I started out by researching how students actually found out about events on their campus. I created a Google Form Survey and gathered 101 responses from students from different college campuses. This helped me define what exactly I needed to focus on with a target audience of college students. I also interviewed several students and asked about their event discovery habits and behaviors. The biggest takeaways I got from my research was:
Students rely on their friends for information. “Word of Mouth”, “Facebook”, and “Campus Advertisements” are the most popular methods of discovering events on their campus. 90% of students surveyed find out about events through “Word of Mouth”.
“Eventbrite” may be popular everywhere else but it isn't used on college campuses.
Students like free things. Other questions included “Is there food?”, and “What will I learn/gain/benefit from attending?”
Surprisingly, students don’t care too much about how they were invited to an event. “Was I personally invited?” was only selected by 43% of students.
Students care about the opinions of other students. There was some interest in “Reviews of previous experiences with event”.
We conducted an informal competitive analysis. Based on this, we found out that the event discovery market was full but the experience wasn't perfect for college students. What were they doing wrong? After this analysis as well as the interviews and surveys, we decided to explore on possible solutions to separate us from our competitors.
After analyzing the results, I started sketching out some ideas on the direction we can take with this product. I had to create a new information hierarchy of what users would see on the event list screen versus what they would see when they are on the actual event description screen. What are the steps the user would take to create an event? What does it look like when they find an event? What shows up when the user first logs in? These are some of the initial questions I had to ask myself.
Target audience and use cases
To find out what to do
To figure out their weekend plans
To see what their friends are doing
To know what a specific person is doing
To meet new people
Respond to a notification or event invite
Finding the location of an event
The event list feature was a pretty challenging problem since it was one of the most important features of the product. It's the way users can find events at their school. I wanted this to be intuitive and I wanted users to feel comfortable using this but I didn't want it to be the same experience as scrolling down their Facebook Events or Eventbrite feeds. I wanted it to be different. I explored some different ideas and asked for feedback from different students. The feedback showed that the tinder-like feature was pretty popular so I wanted to explore a little more on that. Check out some of my ideas sketched out below.

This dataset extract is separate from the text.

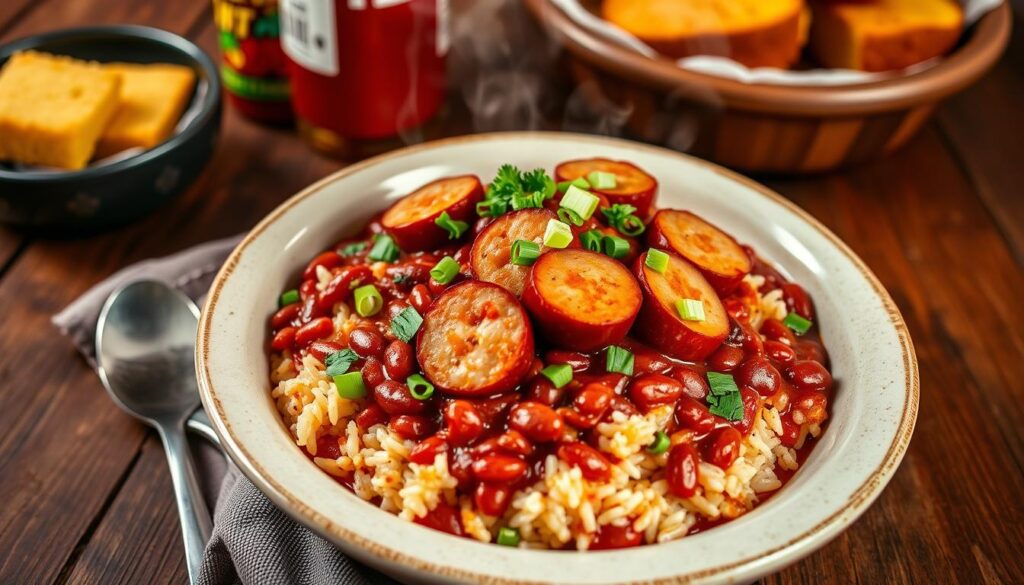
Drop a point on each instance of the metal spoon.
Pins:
(145, 344)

At this point, I hired my friend Matt to join the team. Working with Matt helped so much. We decided to try out this Tinder-like approach to make sure that users have a feed of content they are actually interested in. Having a curated list of events instead of all list of all the events could be a game changer. Here are some initial explorations on this idea.
We had to figure out how exactly a user would need to use this product and what exact screens needed to be thought through. This helped understand what the actual problem was and where we can solve it. We used a persona of Thomas, a normal college student attending a frat party and imagined ourselves in his shoes. What would he want to see? What would he expect when using this product? How can Clustur enhance his experience of an event, before, during and even after it?
After creating the initial flow and making some final decisions, we began on the visual design work. We had many different mockups and decisions to make. I believe strongly in intentionality so we had to make very good decisions on why we did what we did. There were a lot of tradeoffs, for example, what exactly would be shown on an event "card". With limited information, it makes the screen very clean, but the user needed more information based on the surveys like which of their friends are going.
We ended up testing a prototype with students at Pacific Lutheran University but as of now, the project is on hold.